Em parceria com o Instituto Alachaster, durante seis dias torcedores do Leão Azul levaram cinco garrafas pets de 2 litros em troca de desconto para a compra do ingresso para o confronto com o Galvez. O resultado foi a arrecadação de 2.420 garrafas, além do despertamento dos participantes da ação para a importância do reaproveitamento de materiais recicláveis.

O sócio-fundador do Instituto Alachaster, Ted Vale, comemorou a parceria: “É muito importante essa ação, pois atingimos um público maior na ação da reciclagem e destacamos a importância dessas ações para o meio ambiente. Sabemos que o consumo é muito grande no planeta, então, quando conseguimos reciclar parte dele, evitamos que grande parte do que descartamos vá para o lixo comum”.

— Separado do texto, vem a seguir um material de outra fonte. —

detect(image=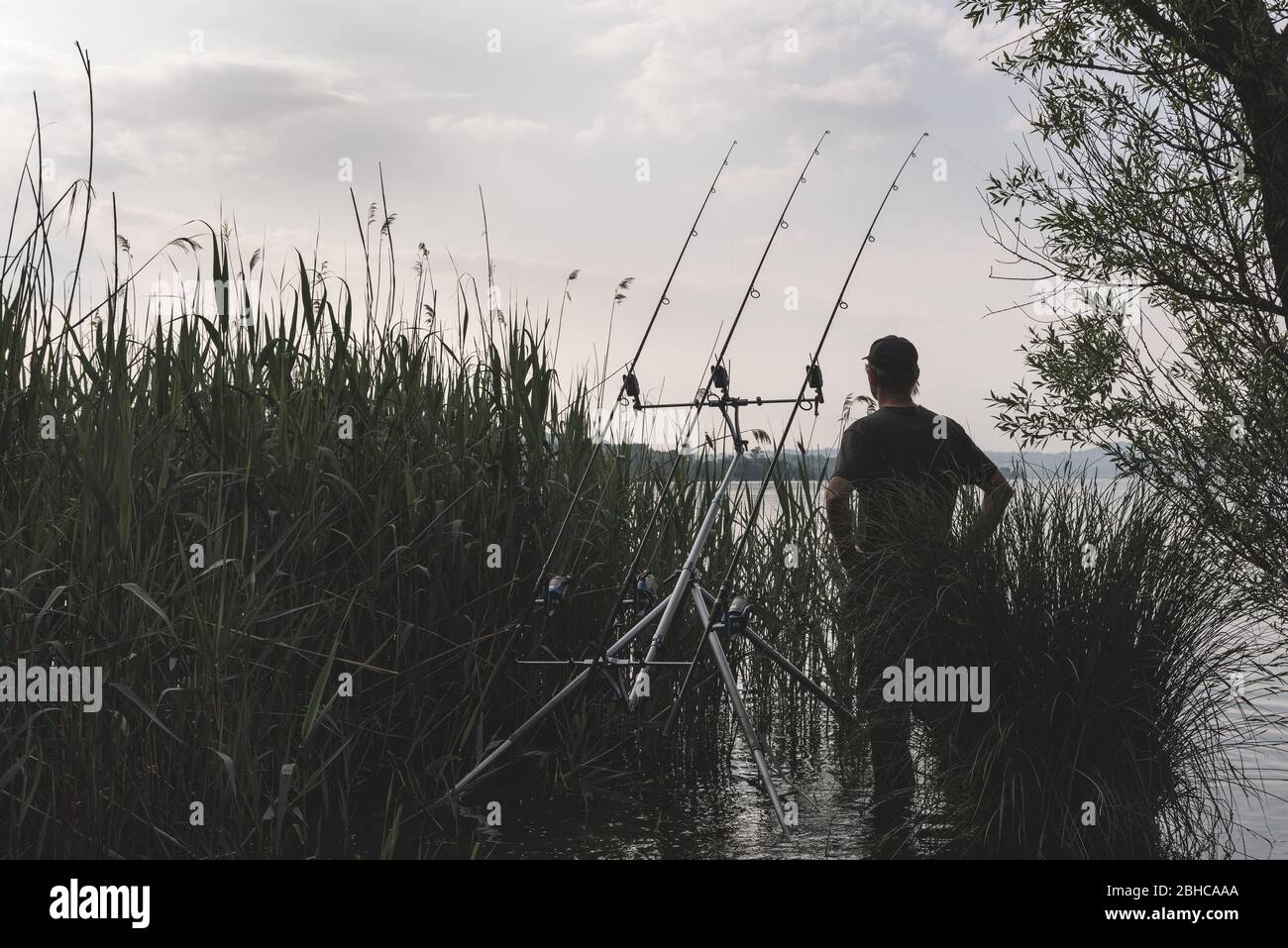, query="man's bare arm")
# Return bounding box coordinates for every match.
[823,474,863,566]
[980,471,1015,536]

Quem também comemorou foi o presidente do Remo, Fábio Bentes: “Para nós, do Clube do Remo, é muito importante fazer uma ação para preservar a Amazônia e o meio ambiente de forma geral. Iniciamos nossa participação na Copa Verde, uma competição que tem como objetivo trazer essa reflexão sobre a importância de cuidar do meio ambiente, e tivemos essa ideia de lançar a campanha de arrecadação das garrafas pets, transformando isso em desconto para torcedor, para que possamos trabalhar a sensibilização disso”.

Copa Verde

Realizada desde 2014, a Copa Verde reúne times do Espírito Santo e das regiões Norte e Centro-Oeste, e tem um nome alusivo à sustentabilidade ambiental. A competição levanta a bandeira do carbono zero e compensa a emissão com a plantação de novas árvores.

Em edições anteriores, outra ação de sustentabilidade foi a troca de garrafas PET por ingressos. Até 2019, foram recolhidas do meio ambiente em torno de 500 mil garrafas, que foram doadas a cooperativas de catadores.